What Apollos Can Teach Us About Following Jesus

Apollos had everything going for him.

He was brilliant. Educated in Alexandria — one of the great intellectual centers of the ancient world. He was a gifted communicator, trained in rhetoric, and he knew the Scriptures deeply. He believed in Jesus. He preached boldly. And by every outward measure, he was doing great.

But there was a gap in what Apollos knew. And if Priscilla and Aquila hadn’t pulled him aside, that gap might have stayed there.

Luke tells us in Acts 18 that when this couple heard Apollos teaching in the synagogue at Ephesus, they recognized both his gifts and his blind spots. They didn’t embarrass him publicly or run him off. They took him aside and explained the way of God more accurately. And Apollos — gifted, educated, passionate Apollos — was humble enough to let them.

That moment changed everything for him. Apollos went on to Corinth and powerfully helped those who had believed, publicly demonstrating from the Scriptures that Jesus was the Messiah.

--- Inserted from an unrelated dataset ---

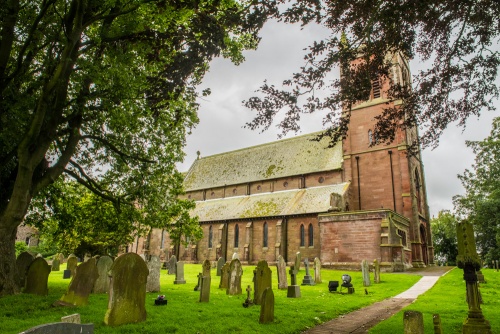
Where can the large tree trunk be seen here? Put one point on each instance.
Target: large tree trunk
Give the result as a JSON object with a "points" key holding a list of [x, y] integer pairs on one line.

What made the difference? Someone was willing to invest in him, and he was willing to be taught.

The Gap Nobody Talks About

I spent a lot of years as a Christian who was passionate about Jesus but had no idea how to actually follow him. I didn’t know how to study the Bible, share my faith, or pray with any depth. I wasn’t lazy about it. I just didn’t know what I didn’t know.

Until someone showed me.

One-on-one discipleship was the missing piece in my walk with Jesus. And when it finally happened, it wasn’t complicated. But it was both life-changing and simple. It was just someone further down the road making time to walk with me.

That’s exactly what Priscilla and Aquila did for Apollos. They weren’t apostles. They were a married couple who loved Jesus and knew the Word — and they were paying close enough attention to notice when someone needed help.

Two Things Discipleship Requires

Here’s what I keep coming back to in this passage: discipleship requires two things working at the same time. Someone willing to invest, and someone humble enough to receive it.

Apollos could have bristled. He could have pointed to his credentials or defended his track record. Instead, he listened. He learned. And God used him in ways that outlasted any single sermon or synagogue visit.

Following Jesus isn’t a solo project. It never has been. The early church grew the way it did not just because people preached boldly in public, but because people poured their lives into each other in private.

One Conversation at a Time

If you’re a follower of Jesus, two questions are worth sitting with this week:

Is there someone in your life who is pouring into you? Helping you grow in places you can’t see on your own?

And is there someone you could pull aside and help? Someone with passion and gifts, but gaps you might be able to help fill?

The word of the Lord increases and prevails mightily (Acts 19:20). But it does so one conversation at a time.